Não se esqueça que viajo no dia 24 de agosto por 12 dias. Estarei de volta em 5 de setembro. Escreva:
M.D.
Chess Tournament
Syracuse University
Syracuse - NY
Passedoit (a galeria, lembra-se?) me pediu seu endereço para algo que não entendi muito bem. Dei o endereço de sua irmã (37 Eduardo). É certamente algo sem interesse para você.
Sem notícias de Mary Callery desde o ano passado. Não sei onde ela está, Long Island ou França. No fundo, nunca houve grande simpatia entre nós. Ela me detesta como artista e, como indivíduo, não posso ser útil a ela.
Sidney Janis voltou da França e vou vê-lo em breve para ouvir os argumentos sobre seu "calendário" do ano que vem. Diga-me se você tem qualquer projeto com ele para Nova York (exposição na galeria) e em que época você gostaria de fazê-lo.
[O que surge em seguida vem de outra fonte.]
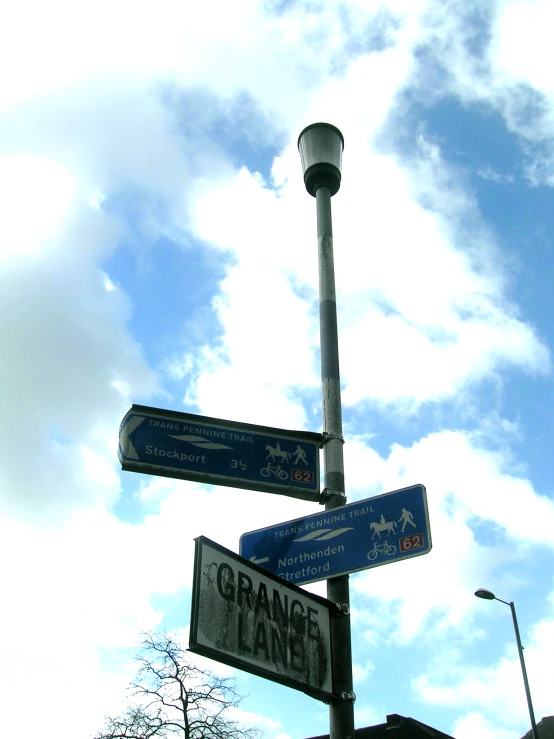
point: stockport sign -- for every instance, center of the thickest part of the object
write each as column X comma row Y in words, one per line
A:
column 246, row 617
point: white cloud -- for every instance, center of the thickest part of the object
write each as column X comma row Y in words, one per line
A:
column 475, row 724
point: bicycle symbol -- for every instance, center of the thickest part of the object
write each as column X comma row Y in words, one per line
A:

Tudo isso seria simples de resolver se você estivesse aqui para viver um pouco como eu e você gostaríamos.
Amor
*
Nova York, novembro de 1968 ou março de 1969
799 Broadway
Escrevo voltando aqui no fim de outubro, sem qualquer notícia sua há um ano.
Você se esqueceu do meu endereço (embora seja fácil de decorar).
Escreva pelo menos alguma coisa para que eu saiba que você existe.
Nada acontece de interessante para mim aqui depois de dois anos de exposições em Londres e Paris.
Sinto-me realmente mais livre para não fazer nada desde que posso culpar meus 80 anos por me recusar a fazer atividades entediantes.
E você, diga-me em que está trabalhando, se vai a Europa neste verão.
Vou a Paris nos primeiros dias de abril e você pode me escrever poste restante Neuilly sur Seine entre abril e outubro.
Até logo, talvez.
Amor

Obras e contexto:
Marcel Duchamp e Maria Martins


Parece-me que Duchamp deixa-se encarnar por um Eros hesiódico.  Ama as histórias do mar contadas por Maria, ama sua voz, ama o cotidiano vivido ao seu lado, ama a mulher.  Deixa-se encarnar de forma apaixonada e ardente.  Conhece o Caos.